Questo racconto durò un buon quarto d’ora. Frattanto egli ritornò in sè interamente e riprese una parte delle forze smarrite. Ma a misura che la sua mente si rischiarava ed egli acquistava conoscenza viva e distinta del luogo dov’era e delle persone che lo circondavano, vieppiù s’accresceva il suo imbarazzo, la sua timidità e la sua confusione, e rispondeva alle domande balbettando e arrossendo come un bambino.

Essendo ora di cena, la donna di casa, in quel frattempo, aveva apparecchiato, senza che il povero ospite, confuso e sbalordito come era, se ne fosse avveduto. Ad un tratto, il padrone fe’ un cenno e tutti s’alzarono e si accostarono alla tavola.
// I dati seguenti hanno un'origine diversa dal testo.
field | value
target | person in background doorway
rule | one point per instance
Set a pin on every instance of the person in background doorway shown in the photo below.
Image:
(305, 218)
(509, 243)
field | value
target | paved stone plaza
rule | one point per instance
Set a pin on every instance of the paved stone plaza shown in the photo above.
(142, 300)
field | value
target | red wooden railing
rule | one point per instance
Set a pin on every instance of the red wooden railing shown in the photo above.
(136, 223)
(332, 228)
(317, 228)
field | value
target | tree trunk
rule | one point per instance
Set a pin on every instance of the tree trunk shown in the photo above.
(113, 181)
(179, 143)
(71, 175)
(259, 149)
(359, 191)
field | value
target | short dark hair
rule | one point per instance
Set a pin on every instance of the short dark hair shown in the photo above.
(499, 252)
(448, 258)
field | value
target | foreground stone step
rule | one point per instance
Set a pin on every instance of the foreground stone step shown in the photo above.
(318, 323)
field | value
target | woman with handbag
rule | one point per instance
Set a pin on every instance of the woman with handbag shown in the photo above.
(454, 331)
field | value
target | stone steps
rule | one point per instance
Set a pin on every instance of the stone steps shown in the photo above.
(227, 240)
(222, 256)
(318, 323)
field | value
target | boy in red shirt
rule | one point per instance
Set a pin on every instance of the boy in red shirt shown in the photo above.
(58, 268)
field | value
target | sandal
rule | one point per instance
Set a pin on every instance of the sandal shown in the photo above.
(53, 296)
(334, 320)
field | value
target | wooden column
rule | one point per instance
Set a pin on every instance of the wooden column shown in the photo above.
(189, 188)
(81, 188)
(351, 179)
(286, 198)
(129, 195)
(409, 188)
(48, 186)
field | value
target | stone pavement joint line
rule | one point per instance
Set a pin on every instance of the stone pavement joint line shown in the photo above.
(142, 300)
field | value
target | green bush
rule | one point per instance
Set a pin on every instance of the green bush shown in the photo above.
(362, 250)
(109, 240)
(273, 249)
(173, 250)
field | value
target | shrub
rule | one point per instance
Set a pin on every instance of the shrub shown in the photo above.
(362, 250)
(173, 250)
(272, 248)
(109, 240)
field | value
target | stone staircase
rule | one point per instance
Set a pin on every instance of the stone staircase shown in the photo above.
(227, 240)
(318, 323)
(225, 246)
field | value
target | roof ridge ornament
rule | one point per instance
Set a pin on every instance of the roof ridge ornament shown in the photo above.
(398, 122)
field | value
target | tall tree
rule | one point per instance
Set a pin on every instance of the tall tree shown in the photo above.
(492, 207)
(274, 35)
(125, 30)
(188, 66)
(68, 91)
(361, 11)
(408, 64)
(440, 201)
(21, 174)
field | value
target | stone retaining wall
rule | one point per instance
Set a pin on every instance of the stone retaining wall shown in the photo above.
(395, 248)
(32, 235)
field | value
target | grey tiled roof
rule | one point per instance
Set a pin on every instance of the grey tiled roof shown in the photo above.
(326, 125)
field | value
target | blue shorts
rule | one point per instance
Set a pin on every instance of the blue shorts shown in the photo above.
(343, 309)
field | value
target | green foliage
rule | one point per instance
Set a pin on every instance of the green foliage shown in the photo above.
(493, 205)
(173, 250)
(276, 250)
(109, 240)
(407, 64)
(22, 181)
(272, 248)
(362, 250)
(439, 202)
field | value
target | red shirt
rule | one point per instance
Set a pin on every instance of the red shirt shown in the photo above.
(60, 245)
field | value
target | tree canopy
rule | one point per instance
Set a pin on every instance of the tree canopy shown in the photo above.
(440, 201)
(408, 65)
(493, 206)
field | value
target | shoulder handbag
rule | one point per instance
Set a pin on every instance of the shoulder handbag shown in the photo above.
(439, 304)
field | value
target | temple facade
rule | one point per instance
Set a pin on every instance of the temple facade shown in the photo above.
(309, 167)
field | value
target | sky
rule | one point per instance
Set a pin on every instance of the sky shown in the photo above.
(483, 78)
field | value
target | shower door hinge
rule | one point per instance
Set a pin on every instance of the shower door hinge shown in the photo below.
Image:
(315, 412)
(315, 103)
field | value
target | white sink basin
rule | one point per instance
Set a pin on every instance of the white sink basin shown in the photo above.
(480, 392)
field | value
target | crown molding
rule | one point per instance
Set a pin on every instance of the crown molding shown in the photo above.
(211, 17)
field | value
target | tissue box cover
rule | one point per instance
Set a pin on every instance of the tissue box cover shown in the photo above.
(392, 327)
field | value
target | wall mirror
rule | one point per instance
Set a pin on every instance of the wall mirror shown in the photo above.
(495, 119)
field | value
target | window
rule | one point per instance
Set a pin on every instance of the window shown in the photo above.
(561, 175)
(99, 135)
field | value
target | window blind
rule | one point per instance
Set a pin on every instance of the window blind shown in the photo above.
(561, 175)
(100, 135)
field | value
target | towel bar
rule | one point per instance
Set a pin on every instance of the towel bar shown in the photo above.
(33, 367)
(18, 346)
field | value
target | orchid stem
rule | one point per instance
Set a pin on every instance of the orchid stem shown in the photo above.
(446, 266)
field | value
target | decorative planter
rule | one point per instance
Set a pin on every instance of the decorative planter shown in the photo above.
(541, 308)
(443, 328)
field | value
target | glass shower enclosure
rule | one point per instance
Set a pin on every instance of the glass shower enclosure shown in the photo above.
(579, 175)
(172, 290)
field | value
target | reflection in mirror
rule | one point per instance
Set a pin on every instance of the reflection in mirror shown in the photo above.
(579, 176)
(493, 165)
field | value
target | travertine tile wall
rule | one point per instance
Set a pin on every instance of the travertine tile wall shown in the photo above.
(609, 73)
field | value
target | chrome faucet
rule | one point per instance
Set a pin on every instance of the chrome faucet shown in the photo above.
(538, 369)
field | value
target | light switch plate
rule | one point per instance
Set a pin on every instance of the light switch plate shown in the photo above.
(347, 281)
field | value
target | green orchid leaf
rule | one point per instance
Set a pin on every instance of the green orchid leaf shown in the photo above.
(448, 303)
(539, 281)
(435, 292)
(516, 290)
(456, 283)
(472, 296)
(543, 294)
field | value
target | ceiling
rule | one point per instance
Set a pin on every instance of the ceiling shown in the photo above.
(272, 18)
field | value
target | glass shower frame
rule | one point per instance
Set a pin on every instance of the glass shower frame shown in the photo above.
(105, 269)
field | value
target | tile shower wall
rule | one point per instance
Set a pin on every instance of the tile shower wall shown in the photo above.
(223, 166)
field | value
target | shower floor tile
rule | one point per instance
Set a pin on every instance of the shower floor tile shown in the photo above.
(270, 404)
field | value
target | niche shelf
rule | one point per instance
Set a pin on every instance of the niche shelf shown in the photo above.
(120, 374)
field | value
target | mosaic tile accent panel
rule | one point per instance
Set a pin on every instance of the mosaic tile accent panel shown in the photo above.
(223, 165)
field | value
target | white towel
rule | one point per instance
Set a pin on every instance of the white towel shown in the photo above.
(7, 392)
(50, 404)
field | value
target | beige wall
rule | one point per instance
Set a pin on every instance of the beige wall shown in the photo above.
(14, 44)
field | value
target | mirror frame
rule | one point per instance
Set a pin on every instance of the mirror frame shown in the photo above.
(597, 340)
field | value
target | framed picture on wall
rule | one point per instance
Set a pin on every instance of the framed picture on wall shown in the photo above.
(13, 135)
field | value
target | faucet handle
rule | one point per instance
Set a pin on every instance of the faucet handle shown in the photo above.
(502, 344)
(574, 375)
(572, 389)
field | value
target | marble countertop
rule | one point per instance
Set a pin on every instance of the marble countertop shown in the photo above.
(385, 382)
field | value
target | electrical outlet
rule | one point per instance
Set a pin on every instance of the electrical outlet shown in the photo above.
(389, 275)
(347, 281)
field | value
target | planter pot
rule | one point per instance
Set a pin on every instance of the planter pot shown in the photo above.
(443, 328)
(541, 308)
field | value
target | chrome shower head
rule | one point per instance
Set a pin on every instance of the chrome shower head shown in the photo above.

Il soldato si alzò anch’esso, diede una rapida occhiata alla mensa e alle persone, e si rimise subito a sedere abbassando gli occhi e vergognandosi d’aver guardato.

— Ci abbiamo a mettere a tavola? — gli disse amabilmente il padrone, facendoglisi accanto.

— Ah! è vero! — pensò il soldato, e si rizzò in piedi di scatto, e mormorando qualche parola di scusa si mosse per uscir dal salotto.

— Dove andate? — domandò vivamente il padrone. Tutti gli altri si guardarono in atto di sorpresa: il soldato si fermò e si volse indietro.

— Dove andate? — ripetè il padrone.

— Mi hanno detto che si mettono a tavola... — quegli rispose timidamente.

— Sì; ebbene, sedete a tavola con noi. —

La sorella del padrone allungò il labbro di sotto; il soldato rimase a bocca aperta.

— Sicuro, a tavola. Sedete qui, se non vi spiace. — E con una mano scostò una seggiola dalla tavola e coll’altra gli fece cenno che sedesse.